Estimates show that Nashville's plan would cost about $3.1 billion, relying on a half percent increase in county sales tax. Officials estimate that the additional revenue -- which puts it in line with neighboring county taxes -- would allow the city to leverage more than $1 billion in federal money.
The plan includes proposals for nearly 90 miles of new or improved sidewalks, 54 miles of transit lanes and corridors, and a dozen new centers to serve as hubs for more buses and bus routes. It would also help synchronize the traffic lights in Nashville, a 30-year-old system that until very recently ran on a dial-up connection.
Barbara Chadwick, 68, who has lived in Nashville for 50 years, could not remember whether she backed the 2018 plan. But, she added, "that was way more radical than what Freddie's proposing."
Nashville once "was a small town with big city amenities," she said, noting the city's array of musical and cultural venues. "Then it became a big city with poor infrastructure."
The burden remains on Mr.

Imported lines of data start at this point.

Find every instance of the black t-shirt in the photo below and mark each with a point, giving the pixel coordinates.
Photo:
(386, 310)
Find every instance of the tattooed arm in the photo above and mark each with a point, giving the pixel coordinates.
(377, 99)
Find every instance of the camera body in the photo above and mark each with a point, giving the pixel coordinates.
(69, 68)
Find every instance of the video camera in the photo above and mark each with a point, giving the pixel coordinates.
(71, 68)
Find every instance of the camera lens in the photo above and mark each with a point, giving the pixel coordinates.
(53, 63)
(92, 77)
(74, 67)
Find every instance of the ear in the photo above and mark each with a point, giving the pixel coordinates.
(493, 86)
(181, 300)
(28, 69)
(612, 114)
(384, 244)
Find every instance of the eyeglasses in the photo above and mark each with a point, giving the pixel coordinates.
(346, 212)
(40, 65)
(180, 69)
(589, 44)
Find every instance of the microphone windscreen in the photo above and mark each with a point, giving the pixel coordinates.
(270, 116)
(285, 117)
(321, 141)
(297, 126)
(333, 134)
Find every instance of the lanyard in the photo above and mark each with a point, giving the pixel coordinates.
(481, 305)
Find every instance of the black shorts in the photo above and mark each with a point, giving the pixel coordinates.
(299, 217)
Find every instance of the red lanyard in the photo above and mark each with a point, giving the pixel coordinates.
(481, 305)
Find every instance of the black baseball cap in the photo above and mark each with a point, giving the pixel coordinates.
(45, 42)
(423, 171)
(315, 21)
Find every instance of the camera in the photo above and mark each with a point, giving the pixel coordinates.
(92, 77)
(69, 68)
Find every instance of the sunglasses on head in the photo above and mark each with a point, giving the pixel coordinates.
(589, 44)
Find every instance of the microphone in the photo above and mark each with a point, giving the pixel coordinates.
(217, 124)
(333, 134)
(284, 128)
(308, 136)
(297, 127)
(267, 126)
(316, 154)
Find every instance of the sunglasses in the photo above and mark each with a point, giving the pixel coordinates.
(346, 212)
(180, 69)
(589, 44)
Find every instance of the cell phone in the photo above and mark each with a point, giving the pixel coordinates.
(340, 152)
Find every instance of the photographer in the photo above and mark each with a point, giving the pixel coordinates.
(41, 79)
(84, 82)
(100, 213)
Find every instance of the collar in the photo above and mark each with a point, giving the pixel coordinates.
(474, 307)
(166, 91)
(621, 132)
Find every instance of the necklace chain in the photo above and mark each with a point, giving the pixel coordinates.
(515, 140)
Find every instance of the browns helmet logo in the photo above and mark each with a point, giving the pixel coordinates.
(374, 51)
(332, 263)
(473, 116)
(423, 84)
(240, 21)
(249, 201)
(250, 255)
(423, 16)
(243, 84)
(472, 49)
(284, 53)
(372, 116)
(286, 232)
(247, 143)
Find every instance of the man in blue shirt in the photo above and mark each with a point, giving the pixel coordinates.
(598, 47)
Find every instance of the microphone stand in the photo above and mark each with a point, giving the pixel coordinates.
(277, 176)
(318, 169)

O'Connell and his allies to justify the tax increase, though opposition has been muted compared with the 2018 vote.
Some of the plan's critics argue that the added tax increase will not effectively address the city's congestion problems and that the package should be broken down even further, rather than combine sidewalk and service improvements. And while a lack of streamlined bus routes has hampered ridership, opponents of the plan are skeptical that it will lead to an uptick in use.
"I don't necessarily disagree with having a dedicated revenue stream, I don't necessarily disagree with signalization modernization," said Courtney Johnston, one of the most conservative members on the Metropolitan Council that governs both Nashville and surrounding Davidson County. "But are we going to get what we want out of this?"
But for some voters, a chance to match progress elsewhere in the country is enough to vote yes.
Keisha Gardner, who manages a cemetery her family owns in what was once the heart of the Black community in Nashville, said she took photos of Houston's metro rail system and sent them to someone on the referendum campaign.
"All things could be happening," she said. "If we wanted to."